En Iquique comenzó a funcionar en enero de 2022 el albergue Lobito por un periodo de tres meses, plazo que se extendió luego desde marzo hasta junio. Inicialmente se trasladaron doscientas familias, incluyendo a setenta niños y niñas, las que quedaron segregadas en un campamento alejado de la ciudad, sin alimentación, agua, asistencia en salud, ni posibilidad de trabajar para solventar sus necesidades elementales. Lobito está ubicado a 22 km al sur de Iquique, en el desierto costero del norte de Chile. Las condiciones climáticas son de aridez extrema del paisaje y del clima desértico, con una alta radiación diaria y bajas temperaturas nocturnas, factores que dificultan la habitabilidad. Solo se puede llegar al sector en vehículo particular, pues no hay transporte público en esa dirección. Luego de una denuncia por parte de organizaciones de la sociedad civil migrantes y promigrantes, que habían solventado la alimentación diaria de estas familias con apoyo de algunas fundaciones y ONGs, se develó que el proveedor a cargo (el mismo de Colchane) se limitaba a entregar un galletón y un jugo al día por persona, contra todo lineamiento técnico en atención humanitaria a migrantes. Afortunadamente, ahora se entregan dos comidas diarias y mejoró el acceso a atención en salud, pero no se provee de agua potable.
En los casos presentados de Colchane e Iquique, más que pensar en resguardos temporales o albergues, identificamos en la figura del “Campo” un espacio de retención y control de una población, en el cual se privatiza la “asistencia humanitaria”. Recordando a Agier, podemos identificar que no se trata de una excepción, sino de una forma de gobernar a los indeseables. Esperemos que las nuevas autoridades eviten las lógicas onusianas de gestión de las migraciones y apliquen las normas existentes a las personas en búsqueda de refugio.

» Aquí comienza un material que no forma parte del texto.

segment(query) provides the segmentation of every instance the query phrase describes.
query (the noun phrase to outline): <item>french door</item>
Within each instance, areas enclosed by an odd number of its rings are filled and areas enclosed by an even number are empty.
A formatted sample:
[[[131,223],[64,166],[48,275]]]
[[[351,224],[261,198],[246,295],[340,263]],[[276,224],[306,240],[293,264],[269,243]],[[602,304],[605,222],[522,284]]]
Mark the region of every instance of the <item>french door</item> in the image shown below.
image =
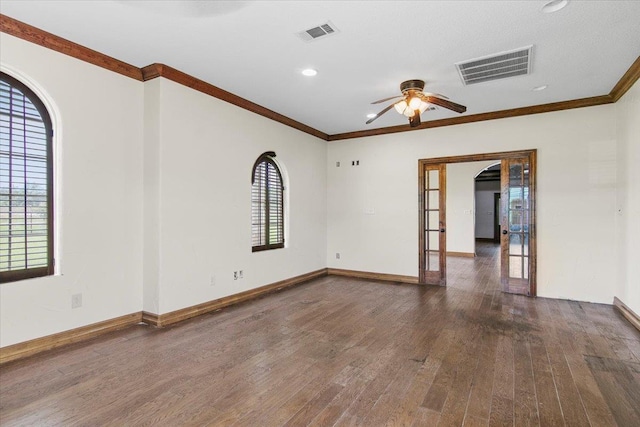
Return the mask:
[[[420,283],[447,283],[446,164],[421,168],[420,187]]]
[[[419,281],[447,283],[446,165],[501,162],[500,283],[504,292],[536,295],[536,150],[472,154],[418,162]]]
[[[534,156],[503,159],[500,172],[500,281],[504,292],[522,295],[535,295],[531,277],[535,271],[532,161],[535,162]]]

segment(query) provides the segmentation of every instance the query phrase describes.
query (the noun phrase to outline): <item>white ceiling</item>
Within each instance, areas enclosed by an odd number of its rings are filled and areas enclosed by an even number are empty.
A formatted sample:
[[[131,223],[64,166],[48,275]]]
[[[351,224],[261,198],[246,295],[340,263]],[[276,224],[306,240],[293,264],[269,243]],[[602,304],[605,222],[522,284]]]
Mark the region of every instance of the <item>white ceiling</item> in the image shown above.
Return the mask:
[[[163,63],[311,126],[339,134],[407,124],[366,114],[403,80],[465,114],[606,95],[640,55],[640,1],[35,1],[0,13],[143,67]],[[296,33],[331,21],[339,33]],[[455,63],[533,45],[532,73],[464,86]],[[303,68],[318,70],[304,77]],[[543,91],[532,91],[547,85]],[[423,121],[456,117],[439,109]]]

[1] RESOLUCIÓN 2/18 CIDH. Migración forzada de personas venezolanas.
[2] https://www.diarioconstitucional.cl/articulos/importante-fallo-de-la-corte-suprema-sobre-recurso-de-amparo-y-migracion/
[3] Liberona, N., Piñones, C., Corona, M., & García, E. (2021). Diagnóstico de salud de la población migrante venezolana irregularizada en Iquique.
[4] Agier, Michel (dir.), Un monde de camps. La Découverte, 2014, 424 p.
[7] Resolución Exenta 2916 del 13 de octubre de 2021, de la Delegación Presidencial de Tarapacá.